On Tuesday, police revealed that vials of the blood sample sat on a shelf for five months in room temperature conditions in an off-site storage facility, RTV6's Jack Rinehart reported.

City-County Council Public Safety Committee Chairwoman Mary Moriarty Adams said that stricter polices should be placed on the IMPD property room.

"It's pathetic. It's so unfortunate. One thing I recommended to Director (Frank) Straub was for there to be a policy written on procedures in the property room," Moriarty Adams said.

According to the Straub, several vials of blood, including those of Bisard, were negligently or intentionally removed from the property room, actions that will likely impact defendants and victims, RTV6's Jack Rinehart reported.

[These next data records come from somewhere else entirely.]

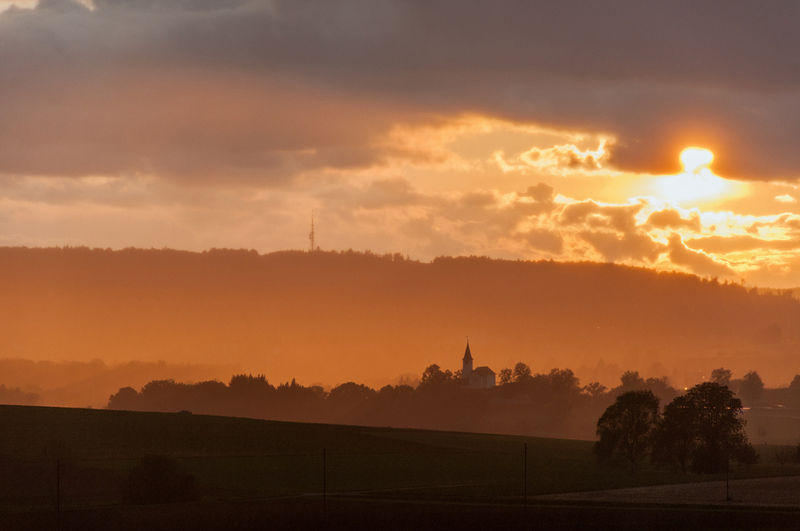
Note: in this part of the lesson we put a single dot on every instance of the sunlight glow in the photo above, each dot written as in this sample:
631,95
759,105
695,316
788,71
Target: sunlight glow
697,183
695,159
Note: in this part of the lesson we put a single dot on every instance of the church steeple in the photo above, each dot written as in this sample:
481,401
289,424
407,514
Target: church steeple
467,353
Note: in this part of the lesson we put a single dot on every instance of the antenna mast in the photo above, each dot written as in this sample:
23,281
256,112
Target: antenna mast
312,235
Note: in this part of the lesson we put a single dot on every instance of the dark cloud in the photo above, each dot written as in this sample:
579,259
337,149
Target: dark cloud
261,90
544,240
695,261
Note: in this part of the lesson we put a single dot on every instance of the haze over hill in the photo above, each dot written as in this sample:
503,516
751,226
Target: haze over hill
332,317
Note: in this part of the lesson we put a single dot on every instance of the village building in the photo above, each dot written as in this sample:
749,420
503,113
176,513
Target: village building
478,378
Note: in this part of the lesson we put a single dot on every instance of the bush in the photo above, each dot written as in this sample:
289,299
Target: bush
160,479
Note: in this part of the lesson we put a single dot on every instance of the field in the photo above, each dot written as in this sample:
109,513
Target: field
79,459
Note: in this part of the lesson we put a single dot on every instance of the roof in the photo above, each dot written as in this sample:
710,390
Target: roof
467,354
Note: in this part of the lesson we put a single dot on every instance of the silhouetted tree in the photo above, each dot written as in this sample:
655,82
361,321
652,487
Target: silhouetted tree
676,434
125,398
434,375
594,389
705,427
721,376
521,372
626,428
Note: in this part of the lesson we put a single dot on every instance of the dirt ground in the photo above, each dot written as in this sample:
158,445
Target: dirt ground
775,491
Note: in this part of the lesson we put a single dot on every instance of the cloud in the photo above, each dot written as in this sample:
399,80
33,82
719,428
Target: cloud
731,244
672,219
696,261
248,91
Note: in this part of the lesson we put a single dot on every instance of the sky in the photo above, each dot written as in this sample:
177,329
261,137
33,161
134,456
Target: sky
549,130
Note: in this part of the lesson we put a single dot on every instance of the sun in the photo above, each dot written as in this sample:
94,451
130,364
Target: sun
695,159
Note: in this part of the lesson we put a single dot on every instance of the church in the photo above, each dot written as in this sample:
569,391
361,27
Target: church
478,378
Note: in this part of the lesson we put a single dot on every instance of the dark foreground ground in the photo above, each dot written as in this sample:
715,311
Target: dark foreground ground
355,514
255,474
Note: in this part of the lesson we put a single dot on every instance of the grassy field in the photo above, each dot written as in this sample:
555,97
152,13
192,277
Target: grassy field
239,459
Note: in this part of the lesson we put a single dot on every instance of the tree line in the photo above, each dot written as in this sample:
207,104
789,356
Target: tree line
702,430
552,404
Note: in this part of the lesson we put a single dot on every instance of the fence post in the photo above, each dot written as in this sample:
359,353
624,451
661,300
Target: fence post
324,480
525,474
58,494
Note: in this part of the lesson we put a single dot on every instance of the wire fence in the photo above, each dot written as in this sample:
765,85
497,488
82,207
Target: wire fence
65,482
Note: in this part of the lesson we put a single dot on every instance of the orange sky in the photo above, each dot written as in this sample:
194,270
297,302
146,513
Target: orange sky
199,125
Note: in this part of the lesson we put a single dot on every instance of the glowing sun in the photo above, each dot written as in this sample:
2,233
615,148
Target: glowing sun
694,159
697,183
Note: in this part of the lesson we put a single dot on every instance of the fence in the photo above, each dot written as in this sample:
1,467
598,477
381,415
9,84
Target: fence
451,474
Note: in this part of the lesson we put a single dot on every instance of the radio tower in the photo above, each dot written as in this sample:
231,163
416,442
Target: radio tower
312,235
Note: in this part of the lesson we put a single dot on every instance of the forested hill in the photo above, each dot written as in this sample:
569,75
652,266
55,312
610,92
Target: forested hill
332,317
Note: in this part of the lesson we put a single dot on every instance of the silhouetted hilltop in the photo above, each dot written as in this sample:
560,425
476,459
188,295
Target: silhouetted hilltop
332,317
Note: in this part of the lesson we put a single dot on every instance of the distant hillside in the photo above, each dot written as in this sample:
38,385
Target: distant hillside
332,317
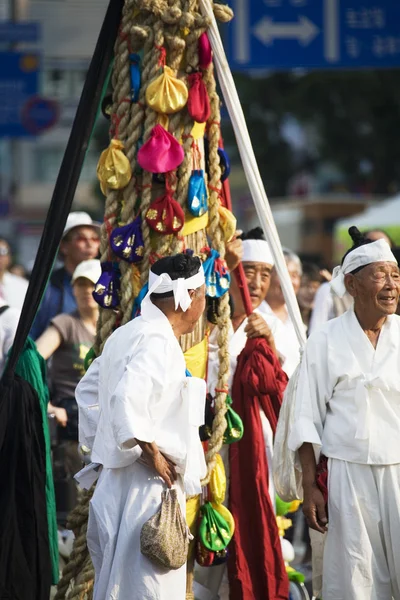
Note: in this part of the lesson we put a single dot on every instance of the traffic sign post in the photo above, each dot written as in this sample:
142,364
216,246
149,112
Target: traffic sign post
19,74
323,34
13,32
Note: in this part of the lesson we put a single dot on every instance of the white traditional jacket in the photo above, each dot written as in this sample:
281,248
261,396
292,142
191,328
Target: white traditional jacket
138,389
348,395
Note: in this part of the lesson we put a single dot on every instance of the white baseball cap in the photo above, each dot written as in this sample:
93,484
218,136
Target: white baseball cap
89,269
79,219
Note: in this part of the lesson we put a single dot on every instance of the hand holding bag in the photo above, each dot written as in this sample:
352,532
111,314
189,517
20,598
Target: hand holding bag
165,537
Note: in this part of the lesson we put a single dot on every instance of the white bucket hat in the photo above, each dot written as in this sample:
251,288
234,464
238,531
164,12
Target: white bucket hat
79,219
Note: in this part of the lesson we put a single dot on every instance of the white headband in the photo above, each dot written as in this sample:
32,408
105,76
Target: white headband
378,251
163,283
257,251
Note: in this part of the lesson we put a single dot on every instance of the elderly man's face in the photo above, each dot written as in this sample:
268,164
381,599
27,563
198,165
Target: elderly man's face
376,288
258,277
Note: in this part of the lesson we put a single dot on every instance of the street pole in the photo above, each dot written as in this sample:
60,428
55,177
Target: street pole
18,12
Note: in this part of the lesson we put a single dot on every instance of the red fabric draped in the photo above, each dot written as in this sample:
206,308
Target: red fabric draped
256,568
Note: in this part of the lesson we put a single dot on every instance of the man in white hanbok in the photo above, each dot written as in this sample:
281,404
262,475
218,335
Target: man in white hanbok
139,415
348,406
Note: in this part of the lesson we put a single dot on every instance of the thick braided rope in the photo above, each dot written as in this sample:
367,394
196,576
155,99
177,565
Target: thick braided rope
120,118
175,45
77,522
223,321
134,132
149,123
192,61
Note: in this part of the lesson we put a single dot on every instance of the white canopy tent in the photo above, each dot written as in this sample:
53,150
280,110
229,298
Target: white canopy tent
384,215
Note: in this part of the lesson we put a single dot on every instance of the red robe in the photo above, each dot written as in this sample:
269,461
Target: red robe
256,567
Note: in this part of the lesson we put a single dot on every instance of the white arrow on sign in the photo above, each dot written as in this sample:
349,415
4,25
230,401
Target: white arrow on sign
266,31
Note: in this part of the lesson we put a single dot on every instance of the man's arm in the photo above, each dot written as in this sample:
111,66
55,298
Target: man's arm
314,504
160,463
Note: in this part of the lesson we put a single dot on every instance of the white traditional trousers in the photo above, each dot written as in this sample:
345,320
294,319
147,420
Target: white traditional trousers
362,551
124,499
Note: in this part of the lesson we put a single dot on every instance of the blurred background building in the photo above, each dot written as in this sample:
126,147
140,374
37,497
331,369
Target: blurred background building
326,140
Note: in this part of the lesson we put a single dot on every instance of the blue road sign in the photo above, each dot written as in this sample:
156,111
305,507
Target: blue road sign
39,114
18,86
288,34
12,32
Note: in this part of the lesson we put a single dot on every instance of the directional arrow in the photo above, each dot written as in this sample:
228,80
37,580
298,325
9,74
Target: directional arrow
304,31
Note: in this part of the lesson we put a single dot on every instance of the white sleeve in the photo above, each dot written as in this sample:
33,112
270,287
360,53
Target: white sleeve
323,307
314,391
87,398
132,403
11,318
280,338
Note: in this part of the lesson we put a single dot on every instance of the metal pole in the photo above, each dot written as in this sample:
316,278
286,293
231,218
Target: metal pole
18,12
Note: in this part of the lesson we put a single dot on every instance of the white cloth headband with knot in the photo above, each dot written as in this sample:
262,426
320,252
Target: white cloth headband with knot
257,251
378,251
180,287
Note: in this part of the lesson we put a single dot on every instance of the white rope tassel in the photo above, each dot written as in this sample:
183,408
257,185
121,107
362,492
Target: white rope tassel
250,167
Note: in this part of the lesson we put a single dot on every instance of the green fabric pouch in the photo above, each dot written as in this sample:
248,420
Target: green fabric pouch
214,531
234,429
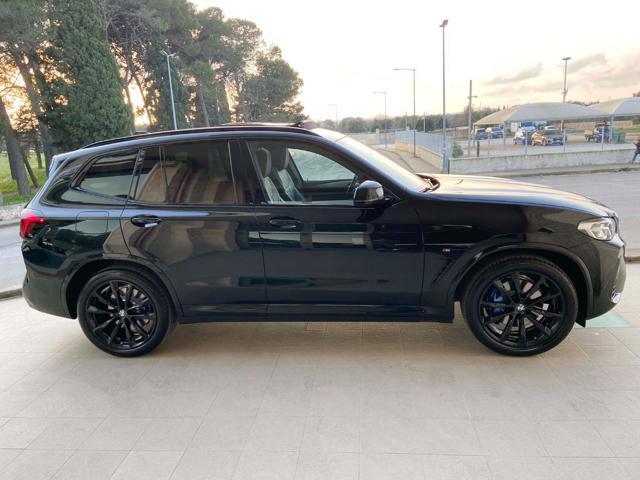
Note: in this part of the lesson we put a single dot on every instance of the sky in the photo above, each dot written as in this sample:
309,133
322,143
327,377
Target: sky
345,50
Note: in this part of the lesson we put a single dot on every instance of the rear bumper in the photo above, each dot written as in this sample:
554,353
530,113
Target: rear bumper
43,293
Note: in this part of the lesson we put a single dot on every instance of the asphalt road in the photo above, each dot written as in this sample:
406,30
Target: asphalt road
619,190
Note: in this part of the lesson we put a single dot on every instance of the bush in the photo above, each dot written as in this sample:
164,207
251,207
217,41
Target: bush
457,150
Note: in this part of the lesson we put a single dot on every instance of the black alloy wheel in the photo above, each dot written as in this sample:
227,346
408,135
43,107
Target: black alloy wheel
123,313
521,306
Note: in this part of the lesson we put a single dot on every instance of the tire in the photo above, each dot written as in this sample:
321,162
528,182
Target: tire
497,311
146,321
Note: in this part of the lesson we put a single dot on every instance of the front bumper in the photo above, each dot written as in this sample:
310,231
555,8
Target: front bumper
608,284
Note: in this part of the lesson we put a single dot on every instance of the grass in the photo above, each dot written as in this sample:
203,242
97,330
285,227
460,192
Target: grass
8,185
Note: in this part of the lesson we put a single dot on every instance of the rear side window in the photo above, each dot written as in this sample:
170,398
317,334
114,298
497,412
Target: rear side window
188,174
110,175
105,182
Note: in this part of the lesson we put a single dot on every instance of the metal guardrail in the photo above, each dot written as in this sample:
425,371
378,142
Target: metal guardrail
426,140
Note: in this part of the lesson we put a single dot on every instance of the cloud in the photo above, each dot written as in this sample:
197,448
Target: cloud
524,74
595,60
625,72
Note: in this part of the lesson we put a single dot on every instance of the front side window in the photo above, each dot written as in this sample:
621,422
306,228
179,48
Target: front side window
110,175
198,173
296,173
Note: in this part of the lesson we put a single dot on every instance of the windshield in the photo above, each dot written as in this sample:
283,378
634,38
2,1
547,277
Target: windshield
377,160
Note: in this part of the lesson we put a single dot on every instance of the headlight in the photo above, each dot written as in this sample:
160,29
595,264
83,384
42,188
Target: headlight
600,228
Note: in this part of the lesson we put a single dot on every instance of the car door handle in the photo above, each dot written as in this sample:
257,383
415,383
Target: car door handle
285,223
146,221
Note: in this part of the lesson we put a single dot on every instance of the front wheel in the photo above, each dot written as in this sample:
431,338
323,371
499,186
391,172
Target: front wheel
124,313
520,305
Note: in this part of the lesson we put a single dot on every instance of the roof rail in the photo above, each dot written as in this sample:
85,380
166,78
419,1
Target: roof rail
227,127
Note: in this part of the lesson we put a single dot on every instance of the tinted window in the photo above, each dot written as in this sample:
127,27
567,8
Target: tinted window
313,166
151,184
110,175
301,174
188,173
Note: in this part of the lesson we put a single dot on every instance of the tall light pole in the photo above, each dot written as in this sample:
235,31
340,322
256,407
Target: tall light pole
564,100
564,90
335,107
445,159
173,105
470,123
384,92
413,70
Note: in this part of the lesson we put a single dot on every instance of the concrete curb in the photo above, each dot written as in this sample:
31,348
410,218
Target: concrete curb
12,293
614,167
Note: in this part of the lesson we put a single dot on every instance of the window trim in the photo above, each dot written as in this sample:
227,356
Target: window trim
133,201
79,177
337,156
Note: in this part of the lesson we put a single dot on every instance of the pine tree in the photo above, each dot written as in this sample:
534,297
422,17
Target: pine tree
87,102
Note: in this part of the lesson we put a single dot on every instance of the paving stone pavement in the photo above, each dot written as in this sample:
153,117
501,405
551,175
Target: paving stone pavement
318,401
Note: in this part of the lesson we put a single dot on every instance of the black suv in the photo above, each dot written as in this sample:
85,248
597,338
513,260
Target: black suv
276,222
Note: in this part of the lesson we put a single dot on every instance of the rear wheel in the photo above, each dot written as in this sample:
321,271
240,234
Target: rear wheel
124,313
520,305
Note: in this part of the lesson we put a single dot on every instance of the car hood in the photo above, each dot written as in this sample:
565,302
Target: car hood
501,190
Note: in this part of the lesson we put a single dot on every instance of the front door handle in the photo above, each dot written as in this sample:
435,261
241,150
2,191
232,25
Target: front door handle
285,223
146,221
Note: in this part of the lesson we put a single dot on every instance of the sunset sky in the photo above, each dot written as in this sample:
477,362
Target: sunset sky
344,50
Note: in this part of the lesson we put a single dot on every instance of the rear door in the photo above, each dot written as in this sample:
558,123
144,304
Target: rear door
191,217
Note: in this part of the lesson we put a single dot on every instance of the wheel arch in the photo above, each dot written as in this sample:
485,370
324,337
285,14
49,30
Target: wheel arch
73,284
565,260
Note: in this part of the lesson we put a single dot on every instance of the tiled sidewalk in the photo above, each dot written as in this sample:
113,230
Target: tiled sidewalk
319,401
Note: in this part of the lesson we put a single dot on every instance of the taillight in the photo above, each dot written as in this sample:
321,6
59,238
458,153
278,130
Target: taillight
30,220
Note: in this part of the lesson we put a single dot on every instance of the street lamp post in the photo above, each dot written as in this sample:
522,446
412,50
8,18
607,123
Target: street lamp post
173,105
445,159
384,92
564,100
412,70
335,106
470,123
564,90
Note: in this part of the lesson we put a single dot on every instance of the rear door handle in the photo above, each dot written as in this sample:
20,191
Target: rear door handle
146,221
285,223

Prosecutors wanted Bisard's second blood vial tested to see if it matched the first, which showed his blood alcohol level after the accident at 0.19, but 67 witnesses told the FBI that they detected no signs of alcohol consumption.

Attorney John Kautzman represents Bisard and said the mishandled vial of blood was an essential piece of evidence in the case.

"We now will never be able to have it tested or verified to see what was going on with the sample. So, here's a piece of potentially exculpatory evidence that was in the hands of the state, hopeful to be used by the defense to be tested. And now, poof, it's gone," Kautzman said.

FBI agents did not disclose details about their investigation. Defense attorneys in the case said they plan to challenge the admissibility of the second blood sample on the grounds that improper storage attacked the viability of the case against Bisard.